Ça donne à l’œuvre un réalisme bouleversant qui illustre toute la tragédie du nazisme. Ce livre m’a ébranlé et m’a fait comprendre les motivations profondes d’une jeunesse déchirée.

J’ai passé par toute une gamme d’émotions. J’ai éprouvé de la peur, de la colère, de l’empathie, de la compassion. Ce livre a conservé son actualité car même en dehors des cadres de la guerre, il est une parfaite illustration des motivations profondes de la jeunesse. C’est une performance d’écriture que je ne suis pas près d’oublier.
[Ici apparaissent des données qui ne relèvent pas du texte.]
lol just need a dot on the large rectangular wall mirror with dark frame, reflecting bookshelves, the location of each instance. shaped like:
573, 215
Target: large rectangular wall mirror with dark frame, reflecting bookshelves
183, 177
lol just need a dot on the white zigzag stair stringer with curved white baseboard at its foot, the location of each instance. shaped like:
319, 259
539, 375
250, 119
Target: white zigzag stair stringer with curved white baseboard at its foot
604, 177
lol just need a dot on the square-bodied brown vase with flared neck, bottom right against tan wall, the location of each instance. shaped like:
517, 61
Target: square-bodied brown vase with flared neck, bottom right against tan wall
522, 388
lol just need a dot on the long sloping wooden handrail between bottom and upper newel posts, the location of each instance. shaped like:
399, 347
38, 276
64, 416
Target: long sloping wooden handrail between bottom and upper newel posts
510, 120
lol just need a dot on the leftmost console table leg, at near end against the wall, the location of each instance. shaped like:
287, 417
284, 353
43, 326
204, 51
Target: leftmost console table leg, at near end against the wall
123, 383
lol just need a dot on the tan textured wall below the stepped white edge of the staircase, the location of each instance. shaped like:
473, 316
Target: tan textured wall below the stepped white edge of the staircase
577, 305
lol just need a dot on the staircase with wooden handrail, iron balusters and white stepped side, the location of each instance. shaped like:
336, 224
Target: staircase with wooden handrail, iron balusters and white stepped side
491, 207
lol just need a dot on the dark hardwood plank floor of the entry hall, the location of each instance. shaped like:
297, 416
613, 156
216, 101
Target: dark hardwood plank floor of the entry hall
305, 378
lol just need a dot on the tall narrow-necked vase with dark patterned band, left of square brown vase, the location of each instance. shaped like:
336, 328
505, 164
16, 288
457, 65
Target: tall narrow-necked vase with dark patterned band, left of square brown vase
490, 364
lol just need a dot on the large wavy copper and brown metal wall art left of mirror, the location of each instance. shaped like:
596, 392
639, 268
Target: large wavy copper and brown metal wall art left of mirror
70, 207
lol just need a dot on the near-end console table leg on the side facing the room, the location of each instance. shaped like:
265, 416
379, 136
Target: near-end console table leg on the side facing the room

Suggestion de lecture : LA CHANCE DU DIABLE, d’Ian Kershaw


Béatrice NICODÈME a décidé il y a vingt ans de consacrer tout son temps à l’écriture. Elle a une prédilection pour les intrigues sombres, pleines de secrets à découvrir. Passionnée par la psychologie, elle tente de saisir la diversité et la complexité de l’être humain à travers ses personnages.

Ses romans laissent aussi une grande place à l’Histoire avec un grand H. Chez Gulf stream éditeur elle a publié la série Futékati, L’Anneau de Claddagh et plusieurs titres de la collection  » Courants noirs « . Elle tourne aujourd’hui son regard vers l’Allemagne, au cœur de la longue nuit nazie.